2 Nov 2022

The Woman King

From At The Movies, 7:30 pm on 2 November 2022

Viola Davis stars in this controversial new film about a real-life women's army in 19th-century West Africa — and their involvement in the slave trade.

Recently the United States belatedly discovered the Black audience - in fact, several Black audiences.

Oscar-winning art films like Moonlight, mainstream biopics like King Richard and BlackKlansmen, upmarket genre films like Get Out! and Nope - but particularly box office smashes like Black Panther. Suddenly the door was open for big-budget blockbusters like The Woman King.

The Woman King was indebted to Black Panther in another way. The fictional kingdom of Wakanda boasted an invincible army of women soldiers, an army based on a real-life example - the notorious Amazons of Dahomey.

Writer and producer Maria Bello was sure there was a story in there and took it to movie star Viola Davis.

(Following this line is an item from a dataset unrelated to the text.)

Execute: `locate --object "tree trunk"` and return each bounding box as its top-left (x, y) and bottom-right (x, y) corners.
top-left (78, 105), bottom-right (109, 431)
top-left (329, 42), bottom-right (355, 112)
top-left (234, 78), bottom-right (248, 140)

There's undoubtedly a story here, but it's not quite as simple and uplifting as the bald outline suggests.

The West African country of Dahomey certainly had an all-women army - the Agoje. This was noteworthy, not just in Africa. In the early nineteenth century, women's rights of any sort barely existed anywhere else.

But as many angry commentators have pointed out, Dahomey was hardly a feminist paradise. Its main economy was slave trading.

It was a major trading station where other African countries came to sell their captives to European and American slavers. I'm not saying this fact stops it from being a fascinating story. But it's not quite this one.

Viola Davis plays Nanisca, the general of the Agoje. At the start of The Woman King, Dahomey and its king Ghezo - played by John Boyega - are under threat on two fronts.

On one side is their traditional enemy, the Oyo Empire, and on the other European colonists - not just visiting slavers, but people who want to take over all of Africa.

In fact, the land grab that saw just about the whole continent stolen by the likes of England, France, Spain, Belgium and the rest was yet to come.

But to deflect attention from King Ghezo's enthusiastic slaving, it's a good idea to bring in a European baddie. In this case, Portugal drew the short straw - led by the evil Santo and the quite nice Malik.

This is the background to the two main stories which focus on two contrasting members of the Agoje.

There's the general Nanisca, attempting to influence the king towards the right side of history. And there's raw recruit Nawi, sold into the army after she rejected the husband her family had arranged for her.

The "Woman King" of the title was historically accurate, particularly in Dahomey - modern-day Benin. Women could earn the status of sharing the throne with the hereditary King.

And the conscripting of young women like Nawi was very common in the reign of King Ghezo.

Apart from the exotic setting, The Woman King is every "new kid in the army" movie ever made.

It follows Nawi as she works her way up the ranks... I know, we're going to need a montage here. She makes friends with two other rookies and is taken under the wing of the hard-bitten sergeant, played by Lashana Lynch, from the last James Bond movie.

Lashana's rather good in this too, as is South African Thuso Mbedu, who plays young Nawi.

Just so long as you accept that this is a popcorn muncher with about as much connection to dusty old history as Braveheart or Gladiator.

It could have been a better film if it had stuck closer to the truth. But for the producers of The Woman King, "better" isn't the same thing as "more profitable".

The purpose of films like this is to get to make more big films — not small, worthy ones.

Cynics could draw a parallel with Dahomey's slave trade. But I hope that doesn't prevent future films from digging a little deeper into other African stories.